In 2021? Turnbull's velocity is slightly above average. By no means is he a bad pitcher, but even after padding his stats with a no-hitter here in mid-May, Turnbull still only ranks 31st in ERA among those with at least 30 innings pitched this year. His 22 percent strikeout rate is 74th.
We could similarly look at Joe Musgrove, Carlos Rodon, John Means and Wade Miley -- the four other pitchers with nine-inning no-nos so far in 2021. They all have the kind of stuff that would have made them elite pitchers several decades ago, but none of them had pre-2021 track records that suggested much more than good pitchers to varying degrees (though Means breaking through as a legit ace this season seems plausible).
The point here, again, couldn't be further from trying to denigrate the pitchers who have thrown no-hitters. It is to illustrate how the pitching in 2021 is better than it has ever been.
This furthers the problem baseball has with the lack of in-game action that we've been discussing for a while. The "three true outcomes" (walks, home runs and strikeouts) have become far too much of the game. Heading into this season, the only thing baseball did to address this was to deaden the baseballs. As such, home runs are down, albeit slightly. Yet the league did absolutely nothing to carve into the strikeouts, save for sending out a memo about pine tar (no pitcher has been punished to this point).
The strikeout rate is the highest it has ever been. Batting average is the lowest it has ever been. Defensive scouting is excellent. Defenders are faster than they've ever been with, generally, playing surfaces being smaller than they were in the distant past.
Do the math here. We're going to keep seeing no-hitters at the highest rate we've ever seen.
Inevitably, this is where the herd mentality takes over and a large group of people start yelling about the hitters and their approach. Just hit it where they ain't! Players now only swing for the fences! Bunt!

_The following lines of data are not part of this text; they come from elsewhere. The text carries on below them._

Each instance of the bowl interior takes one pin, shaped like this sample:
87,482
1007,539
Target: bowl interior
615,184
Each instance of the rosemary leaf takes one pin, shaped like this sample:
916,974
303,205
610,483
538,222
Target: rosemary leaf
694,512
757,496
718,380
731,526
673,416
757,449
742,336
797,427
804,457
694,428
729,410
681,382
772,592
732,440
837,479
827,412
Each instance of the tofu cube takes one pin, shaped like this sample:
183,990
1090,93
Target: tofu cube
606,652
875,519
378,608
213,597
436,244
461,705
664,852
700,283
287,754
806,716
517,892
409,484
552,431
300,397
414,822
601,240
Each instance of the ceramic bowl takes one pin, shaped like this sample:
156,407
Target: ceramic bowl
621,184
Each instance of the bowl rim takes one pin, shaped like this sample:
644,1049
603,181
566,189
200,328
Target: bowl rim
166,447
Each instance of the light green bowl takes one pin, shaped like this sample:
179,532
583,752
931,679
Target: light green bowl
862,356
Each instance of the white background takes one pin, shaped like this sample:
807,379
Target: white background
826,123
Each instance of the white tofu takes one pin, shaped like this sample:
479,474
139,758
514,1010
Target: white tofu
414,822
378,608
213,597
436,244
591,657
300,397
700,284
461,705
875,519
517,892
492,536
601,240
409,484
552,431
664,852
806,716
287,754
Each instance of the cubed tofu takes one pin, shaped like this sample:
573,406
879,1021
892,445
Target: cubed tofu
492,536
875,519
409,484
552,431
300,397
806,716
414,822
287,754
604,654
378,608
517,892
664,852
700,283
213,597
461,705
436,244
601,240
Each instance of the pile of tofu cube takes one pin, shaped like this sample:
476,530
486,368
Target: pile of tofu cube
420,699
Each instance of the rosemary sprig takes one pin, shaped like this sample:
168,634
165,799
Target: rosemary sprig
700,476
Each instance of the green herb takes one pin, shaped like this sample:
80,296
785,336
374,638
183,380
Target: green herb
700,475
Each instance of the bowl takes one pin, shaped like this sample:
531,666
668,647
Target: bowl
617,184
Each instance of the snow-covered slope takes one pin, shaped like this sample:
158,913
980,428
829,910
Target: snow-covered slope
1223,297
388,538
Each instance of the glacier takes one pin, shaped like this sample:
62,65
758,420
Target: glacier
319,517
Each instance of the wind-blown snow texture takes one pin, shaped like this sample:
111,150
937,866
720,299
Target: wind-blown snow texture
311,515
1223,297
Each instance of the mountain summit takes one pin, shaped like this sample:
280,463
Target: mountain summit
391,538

Ignorance. That is just total ignorance. The stuff these hitters are dealing with these days is nothing like the stuff the likes of Rod Carew and Tony Gwynn ever saw. We don't even need to discuss going back to the 1920s and 1930s. You want a player to "go the other way" with a 99-mph fastball on his hands? You think it's possible to see a 90-mph slider and decide exactly where you want to hit it? Get outta here with that nonsense.
Baseball realized in 1968 that the pitchers had gotten too good and an adjustment needed to be made. The mound was lowered and the strike zone was adjusted. Offense picked back up and everyone, somehow, by the grace of God, survived the change. What a miracle!
It's high time similar measures happen again before 2022.
But before that is even discussed, we're going to witness the record for no-hitters in a season explode. It's not even gonna be close.